For this feasibility study, we piloted the MEDeINR system in six LTC homes in Ontario, Canada. All128 residents (without a prosthetic valve) who were taking warfarin were included. Three-months of INR data prior to MEDeINR was collected via a retrospective chart audit, and three-months of INR data after implementation of MEDeINR was captured in the central computer database. The primary outcomes compared in a pre-post design were time in therapeutic range (TTR) and time in sub/supratherapeutic ranges based on all INR measures for every resident on warfarin. Secondary measures included the number of monthly INR tests/resident and survey/focus-group feedback from the LTC teams.

Results

LTC homes in our study had TTR's that were higher than past reports prior to the intervention. Overall, the TTR increased during the MEDeINR phase (65 to 69%), but was only significantly increased for one home (62% to 71%, p < 0.05). The percentage of time in supratherapeutic decreased from 14% to 11%, p = 0.08); there was little change for the subtherapeutic range (21% to 20%, p = 0.66).
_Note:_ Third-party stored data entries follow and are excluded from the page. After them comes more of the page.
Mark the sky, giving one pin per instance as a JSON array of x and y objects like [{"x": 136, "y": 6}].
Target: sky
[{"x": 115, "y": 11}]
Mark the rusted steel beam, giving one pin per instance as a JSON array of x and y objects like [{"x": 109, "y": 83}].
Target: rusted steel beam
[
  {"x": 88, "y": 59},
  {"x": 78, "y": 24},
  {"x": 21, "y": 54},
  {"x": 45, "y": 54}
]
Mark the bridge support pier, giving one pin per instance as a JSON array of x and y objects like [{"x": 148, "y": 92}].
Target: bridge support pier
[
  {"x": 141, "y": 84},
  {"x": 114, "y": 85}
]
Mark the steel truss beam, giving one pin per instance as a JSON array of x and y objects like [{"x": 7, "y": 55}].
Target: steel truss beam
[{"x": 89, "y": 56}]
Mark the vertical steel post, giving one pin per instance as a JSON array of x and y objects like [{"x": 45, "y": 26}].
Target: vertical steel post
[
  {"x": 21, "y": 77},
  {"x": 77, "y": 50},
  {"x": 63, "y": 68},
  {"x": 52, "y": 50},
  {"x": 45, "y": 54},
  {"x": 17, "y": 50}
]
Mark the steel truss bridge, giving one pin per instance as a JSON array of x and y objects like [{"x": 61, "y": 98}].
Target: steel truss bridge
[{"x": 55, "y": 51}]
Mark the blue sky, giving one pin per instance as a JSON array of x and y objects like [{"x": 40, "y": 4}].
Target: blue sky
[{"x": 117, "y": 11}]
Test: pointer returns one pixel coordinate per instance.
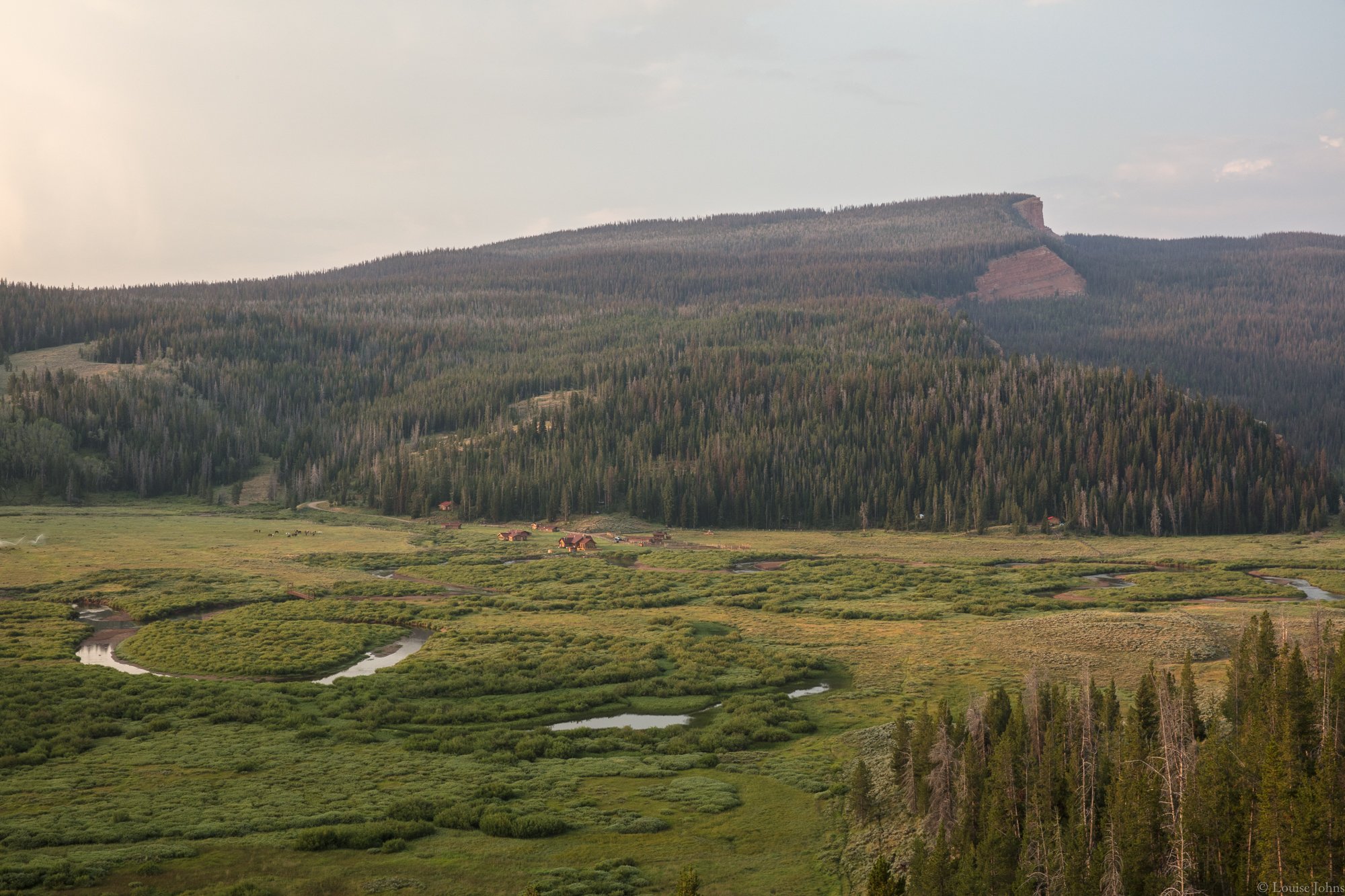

Overall, the average number of INR tests/30 days decreased from 4.2 to 3.1 (p < 0.0001) per resident after implementation of MEDeINR. Feedback received from LTC clinicians and staff was that the program decreased the work-load, improved confidence in management and decisions, and was generally easy to use.

Conclusion

Although LTC homes in our sample had TTR's that were relatively high prior to the intervention, the MEDeINR program represented a useful tool to promote optimal TTR, decrease INR venipunctures, streamline processes, and increase nurse and physician confidence around warfarin management. We have demonstrated that MEDeINR was a practical, usable clinical information system that can be incorporated into the LTC environment.